Should I feel bad? Sorry, I just love talking to you stupid assholes.
Asher Bennett
>only two Are you ok? Did something happen?
Josiah Green
Yeah, something happened. Get a grip. You're like trying to talk to bread, aren't you?
>Cooking longer makes it thinner Are you fucking high?
Logan Turner
Use a food mill instead of a stick blender. It's the patrician tomato sauce tool.
Henry Long
>cleetus
You know the Simpsons isn't real, right?
Christopher Bell
Millennial detected
"Cleetus" as a joke name for dumb hillbillies originated with the Dukes of Hazzard
That was a TV show that stopped airing before you were born
Brody Phillips
Nobody ever uses "Cleetus" except foreign Veeky Forums tards' that get their cultural information from TV.
It would be like thinking calling a britfag "Lancelot" or "Gallahad" would be a "sick burn".
Justin Cruz
>It would be like thinking calling a britfag "Lancelot" or "Gallahad" would be a "sick burn". I like this idea and I'm going to start doing this.
Ian Diaz
I'll never understand why people would make their own sauces
Jeremiah Howard
...
Oliver King
Imagine you've never cooked anything in your life, only eaten out of boxes.

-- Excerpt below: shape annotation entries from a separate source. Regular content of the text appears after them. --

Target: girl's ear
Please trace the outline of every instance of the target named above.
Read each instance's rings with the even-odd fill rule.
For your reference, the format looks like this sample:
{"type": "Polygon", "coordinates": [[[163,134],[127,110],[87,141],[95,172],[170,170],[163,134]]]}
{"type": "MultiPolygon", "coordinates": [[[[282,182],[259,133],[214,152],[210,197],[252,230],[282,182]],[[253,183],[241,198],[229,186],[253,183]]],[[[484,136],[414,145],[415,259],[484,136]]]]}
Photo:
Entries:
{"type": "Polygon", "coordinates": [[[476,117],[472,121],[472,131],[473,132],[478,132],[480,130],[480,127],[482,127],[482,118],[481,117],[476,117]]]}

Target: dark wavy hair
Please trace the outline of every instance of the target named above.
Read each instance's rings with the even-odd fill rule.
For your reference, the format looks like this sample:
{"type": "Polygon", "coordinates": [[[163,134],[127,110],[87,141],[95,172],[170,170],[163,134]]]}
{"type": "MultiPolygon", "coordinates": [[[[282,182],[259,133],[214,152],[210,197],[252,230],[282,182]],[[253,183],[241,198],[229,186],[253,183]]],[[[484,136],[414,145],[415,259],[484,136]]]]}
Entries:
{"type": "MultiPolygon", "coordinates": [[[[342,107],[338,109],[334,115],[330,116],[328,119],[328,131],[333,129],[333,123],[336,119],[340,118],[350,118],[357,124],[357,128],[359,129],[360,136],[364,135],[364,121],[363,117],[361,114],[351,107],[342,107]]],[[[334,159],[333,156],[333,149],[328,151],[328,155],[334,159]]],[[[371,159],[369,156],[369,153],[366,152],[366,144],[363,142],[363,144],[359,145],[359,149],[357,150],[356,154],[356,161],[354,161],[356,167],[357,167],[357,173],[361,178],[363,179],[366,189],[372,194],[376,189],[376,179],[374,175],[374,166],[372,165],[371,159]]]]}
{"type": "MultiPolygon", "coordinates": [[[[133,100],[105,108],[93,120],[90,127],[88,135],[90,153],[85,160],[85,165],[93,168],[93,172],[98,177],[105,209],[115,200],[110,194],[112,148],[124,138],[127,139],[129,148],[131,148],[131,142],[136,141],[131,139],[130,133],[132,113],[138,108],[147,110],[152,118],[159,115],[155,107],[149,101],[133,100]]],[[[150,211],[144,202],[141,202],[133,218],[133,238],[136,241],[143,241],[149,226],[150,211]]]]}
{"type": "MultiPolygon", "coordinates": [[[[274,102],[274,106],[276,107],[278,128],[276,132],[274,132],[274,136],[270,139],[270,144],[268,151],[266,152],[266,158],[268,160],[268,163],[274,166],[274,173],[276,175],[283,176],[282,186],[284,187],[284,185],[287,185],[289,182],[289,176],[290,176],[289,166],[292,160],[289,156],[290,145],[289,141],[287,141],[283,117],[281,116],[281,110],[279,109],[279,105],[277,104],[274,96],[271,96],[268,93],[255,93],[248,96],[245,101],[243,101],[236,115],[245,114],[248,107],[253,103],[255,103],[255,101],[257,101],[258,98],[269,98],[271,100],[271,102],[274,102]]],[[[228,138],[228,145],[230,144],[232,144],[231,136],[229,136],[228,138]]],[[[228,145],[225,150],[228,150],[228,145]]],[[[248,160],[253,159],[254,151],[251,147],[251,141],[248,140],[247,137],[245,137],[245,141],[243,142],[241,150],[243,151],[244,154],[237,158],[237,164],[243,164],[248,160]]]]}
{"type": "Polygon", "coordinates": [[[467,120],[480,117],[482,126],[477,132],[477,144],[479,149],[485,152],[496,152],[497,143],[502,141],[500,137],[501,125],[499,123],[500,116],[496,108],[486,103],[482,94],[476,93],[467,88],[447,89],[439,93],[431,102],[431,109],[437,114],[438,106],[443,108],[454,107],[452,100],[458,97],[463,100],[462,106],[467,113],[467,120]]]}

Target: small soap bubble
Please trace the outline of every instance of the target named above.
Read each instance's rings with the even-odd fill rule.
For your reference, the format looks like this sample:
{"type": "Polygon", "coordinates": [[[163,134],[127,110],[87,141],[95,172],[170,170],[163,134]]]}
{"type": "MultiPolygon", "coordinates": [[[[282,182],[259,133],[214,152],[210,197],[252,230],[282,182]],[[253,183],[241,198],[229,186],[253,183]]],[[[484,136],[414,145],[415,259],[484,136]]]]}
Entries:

Now imagine you watch a few episodes of Alton Brown and decide you'll give this a shot.
You simmer some tomatoes with olive oil and so on, and holy shit you didn't die! It tastes a bit like the $0.99 walmart Great Value brand tomato sauce with a Victor Hugo novel's worth of ingredients, except less artificial!

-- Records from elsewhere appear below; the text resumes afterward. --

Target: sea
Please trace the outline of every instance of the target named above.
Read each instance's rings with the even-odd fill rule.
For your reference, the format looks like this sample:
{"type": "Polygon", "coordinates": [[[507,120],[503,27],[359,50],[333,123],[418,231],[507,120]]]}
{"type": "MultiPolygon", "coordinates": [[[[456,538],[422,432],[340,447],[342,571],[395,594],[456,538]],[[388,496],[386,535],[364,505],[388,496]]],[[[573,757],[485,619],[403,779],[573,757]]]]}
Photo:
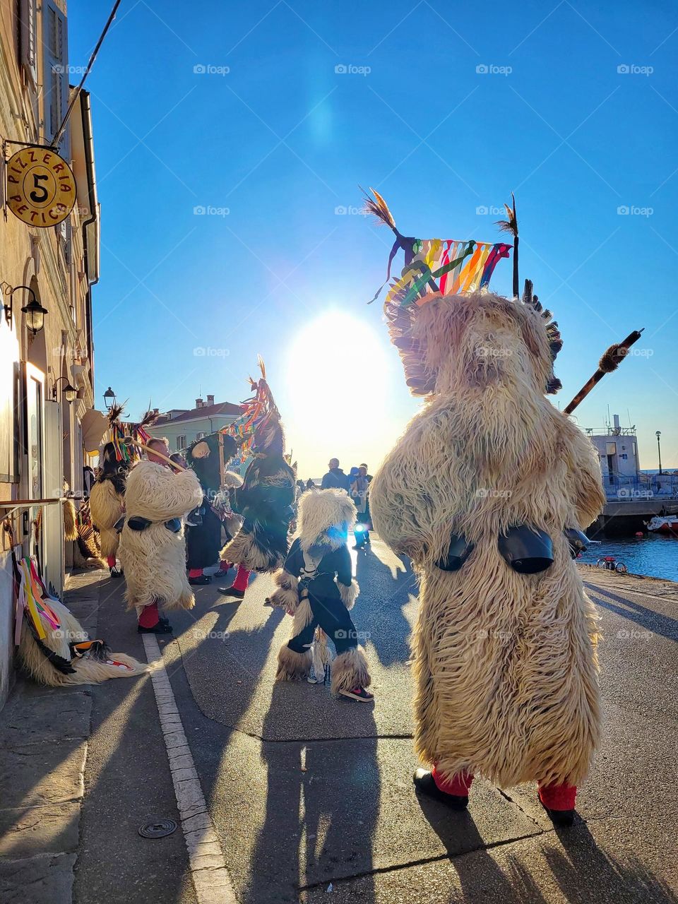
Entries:
{"type": "Polygon", "coordinates": [[[650,533],[645,537],[606,539],[591,545],[578,561],[595,565],[603,556],[624,562],[631,574],[678,581],[678,537],[650,533]]]}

Now, imagine how proud you'd be. You'd go straight to Veeky Forums and boast about how you're a real five star chef now just like Chef John of the Youtube. Anyone who buys stuff from a jar is a stupid sheeple because you can't even tell what they put in it!? Reading is for the cucks.
Dominic Bailey
...
Juan Jenkins
The beginning of a brilliant meme.
Ayden Martin
...
Kayden Lee
>Get back to us when you get off mummi's tit and leave your counsel housing, Percivel.
How's that?
David Flores
Holy fuck, white amerilards so assblasted by the fact that the Cletus stereotype is real. It's like a nignog complaining of fried chicken and loud talking stereotypes.
Ian Howard
Sure, Gallahad.
Sure.
Thomas Myers
So, is /pol/ slow tonight or something?
Josiah Nguyen
Yeah, Mattis took away drumpf's tablet so he can't twitter and substituted a pacifier. All the same.
Mason Roberts
I was talking about tomato sauce, you mongrels.
Nicholas Perez
Use a pressure cooker and cook it for 20 min, then blend it, then 20 min more.
Levi Peterson
>blending your tomato sauce just kill yourself
Camden Lee
Don't worry about him, it's not a stroke, Deadpool fans are just retarded
Robert Richardson
8 hours in a slow cooker, easy as fuck and tasty as fuck. I'm just finishing a nice 8 hour tomato beef sauce actually, gonna put it on pasta shells.
Blake Torres
Timing stews is a big thing. You want to boil the meat tender, but don't want mushy veggies.
Angel Jackson
That's the beauty of SAUCE over SOUP. Cooking the ever loving shitfuck out of everything in it is basically the point.